Director: Ernst Lubitsch
Screenwriters: Samson Raphaelson
Adapted from: Only a Dream by Lothar Schmidt
Cast: Maurice Chevalier, Jeanette MacDonald, Genevieve Tobin, Charles Ruggles, Roland Young
It seems strange to describe a film that takes infidelity so lightheartedly as charming, but that’s exactly what One Hour with You is: charming. Having Maurice Chevalier as the main character and narrator, though, goes a long way in making that description possible, as does the farcical nature of the story. And of course, there’s Ernst Lubitsch and his eponymous touch bringing wit, cleverness, and effervescence to the proceedings.
The premise of the film seems to have been inspired by the French phrase cinq à sept, which refers to having a tryst during that time of day between getting done with work and eating dinner—cinq à sept literally means “five to seven.” That in itself probably best explains the film’s carefree approach toward the characters’ extramarital affairs (actual or perceived). In fact, the central relationship—the marriage between Andre and Colette—is treated as anomalous, almost as a crime against decency.

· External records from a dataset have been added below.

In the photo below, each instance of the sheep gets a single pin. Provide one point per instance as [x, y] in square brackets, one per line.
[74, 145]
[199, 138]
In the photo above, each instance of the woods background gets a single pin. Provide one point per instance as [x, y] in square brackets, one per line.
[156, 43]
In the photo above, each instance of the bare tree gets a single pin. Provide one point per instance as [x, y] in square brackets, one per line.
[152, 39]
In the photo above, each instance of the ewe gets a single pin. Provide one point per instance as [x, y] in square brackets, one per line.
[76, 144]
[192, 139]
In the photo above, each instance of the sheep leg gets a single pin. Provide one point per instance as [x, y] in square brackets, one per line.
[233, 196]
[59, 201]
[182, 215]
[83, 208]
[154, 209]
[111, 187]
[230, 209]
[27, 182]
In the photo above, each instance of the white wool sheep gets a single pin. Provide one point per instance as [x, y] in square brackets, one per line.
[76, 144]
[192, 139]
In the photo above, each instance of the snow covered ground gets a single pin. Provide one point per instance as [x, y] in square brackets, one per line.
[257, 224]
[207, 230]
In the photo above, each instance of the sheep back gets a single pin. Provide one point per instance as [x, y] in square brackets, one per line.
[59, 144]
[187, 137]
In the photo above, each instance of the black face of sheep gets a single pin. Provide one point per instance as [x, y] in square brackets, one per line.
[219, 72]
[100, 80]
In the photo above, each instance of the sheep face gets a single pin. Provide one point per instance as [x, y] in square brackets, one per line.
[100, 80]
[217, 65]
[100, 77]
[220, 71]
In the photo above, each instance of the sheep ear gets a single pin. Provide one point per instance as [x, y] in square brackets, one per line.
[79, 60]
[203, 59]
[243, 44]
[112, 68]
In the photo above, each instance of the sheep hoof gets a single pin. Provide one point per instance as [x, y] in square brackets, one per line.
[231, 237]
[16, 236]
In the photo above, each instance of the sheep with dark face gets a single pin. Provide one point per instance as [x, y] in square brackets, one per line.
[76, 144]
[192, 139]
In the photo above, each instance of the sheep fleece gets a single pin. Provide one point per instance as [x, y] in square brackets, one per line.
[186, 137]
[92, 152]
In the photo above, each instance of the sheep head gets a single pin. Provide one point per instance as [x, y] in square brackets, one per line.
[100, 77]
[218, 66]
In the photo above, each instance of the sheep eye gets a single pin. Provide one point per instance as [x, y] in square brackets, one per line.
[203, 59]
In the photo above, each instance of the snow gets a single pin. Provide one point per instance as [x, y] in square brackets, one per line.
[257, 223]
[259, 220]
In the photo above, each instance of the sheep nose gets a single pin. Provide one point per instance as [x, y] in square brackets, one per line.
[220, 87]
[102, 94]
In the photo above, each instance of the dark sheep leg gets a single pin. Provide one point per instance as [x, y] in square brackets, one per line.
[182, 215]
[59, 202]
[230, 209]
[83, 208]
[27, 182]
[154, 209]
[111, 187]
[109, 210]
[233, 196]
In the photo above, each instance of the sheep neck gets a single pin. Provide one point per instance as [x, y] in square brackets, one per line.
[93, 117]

While the plot is entertaining and fun, it is conflicting to figure out how we should feel about the goings on. Are we supposed to be rooting for Andre to sleep with Mitsi? He and Colette are so sweet and happy together that it becomes trying to watch him avoid Mitsi only to be swayed by her seductive wiles. That’s not to say that Mitsi is bad, per se, because Andre, too, is all about getting as close to giving into temptation as possible. Then again, One Hour with You is a comedy of manners, a satire of class and high society. These characters aren’t supposed to be like everyday people; they’re caricatures of parodies that lampoon the stereotypical idea of how the well-to-do live their high life. Everything is as surreal and absurd as the best of Luis Buñuel.

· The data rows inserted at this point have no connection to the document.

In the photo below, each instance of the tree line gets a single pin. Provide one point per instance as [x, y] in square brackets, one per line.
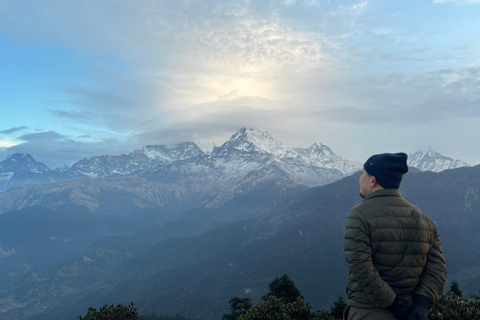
[284, 301]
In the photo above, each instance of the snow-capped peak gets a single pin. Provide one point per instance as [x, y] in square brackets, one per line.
[320, 155]
[427, 159]
[251, 141]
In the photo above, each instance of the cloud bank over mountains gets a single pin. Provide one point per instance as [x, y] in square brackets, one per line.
[174, 71]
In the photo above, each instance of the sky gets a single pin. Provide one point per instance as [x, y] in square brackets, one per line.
[95, 77]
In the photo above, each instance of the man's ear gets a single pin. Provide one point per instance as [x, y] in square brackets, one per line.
[373, 181]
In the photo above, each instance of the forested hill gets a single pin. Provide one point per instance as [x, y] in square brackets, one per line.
[195, 276]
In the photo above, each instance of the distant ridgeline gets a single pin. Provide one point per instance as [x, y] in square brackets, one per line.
[179, 238]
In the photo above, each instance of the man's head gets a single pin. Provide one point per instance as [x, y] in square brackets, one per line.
[383, 171]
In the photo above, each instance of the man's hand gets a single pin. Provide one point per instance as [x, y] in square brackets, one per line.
[401, 308]
[420, 308]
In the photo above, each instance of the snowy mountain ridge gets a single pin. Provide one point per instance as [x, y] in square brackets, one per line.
[429, 160]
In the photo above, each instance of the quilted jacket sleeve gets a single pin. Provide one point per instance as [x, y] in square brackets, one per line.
[435, 272]
[358, 254]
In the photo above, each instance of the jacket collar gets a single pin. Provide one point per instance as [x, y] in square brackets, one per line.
[384, 193]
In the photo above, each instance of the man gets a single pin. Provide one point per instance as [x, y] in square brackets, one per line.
[397, 267]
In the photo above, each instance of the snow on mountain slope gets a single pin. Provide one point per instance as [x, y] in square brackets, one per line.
[429, 160]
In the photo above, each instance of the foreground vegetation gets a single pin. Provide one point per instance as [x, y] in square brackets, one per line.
[284, 301]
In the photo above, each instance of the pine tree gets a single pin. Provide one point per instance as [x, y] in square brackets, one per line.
[284, 289]
[339, 306]
[455, 289]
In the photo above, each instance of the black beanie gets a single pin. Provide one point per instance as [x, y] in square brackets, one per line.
[388, 168]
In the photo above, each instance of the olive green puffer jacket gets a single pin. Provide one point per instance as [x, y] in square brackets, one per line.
[392, 248]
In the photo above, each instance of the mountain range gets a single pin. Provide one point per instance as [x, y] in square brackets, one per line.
[197, 275]
[305, 164]
[64, 233]
[250, 174]
[309, 165]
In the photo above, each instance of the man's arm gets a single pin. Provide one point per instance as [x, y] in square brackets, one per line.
[358, 254]
[435, 272]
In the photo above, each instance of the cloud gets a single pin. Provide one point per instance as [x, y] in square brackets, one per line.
[360, 5]
[13, 130]
[72, 115]
[56, 150]
[458, 2]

There’s also an underlying cynicism that pushes the film forward. No matter how happily married Andre and Colette are the film basically tells us that they are going to be pulled into the arms of another at some point, so it’s better for it to happen now, right…? It’s a disappointing conceit, to be sure, but there is a silver lining: Andre and Colette are shown as being so compatible that it’s believable that nothing could split them up.
Ultimately, that turns out to be the case; it’s just an odd situation overall that leads them to be happier with each other. Really, the ending is above all peculiar. The indication is that Andre and Mitsi did sleep together, but Colette is compelled to forgive him because she kissed Adolph, so… what’s the takeaway here? I can’t answer that yet, but the film itself is, as mentioned above, charming, so perhaps us granting the film forgiveness is the message we should be basking in once we reach the end.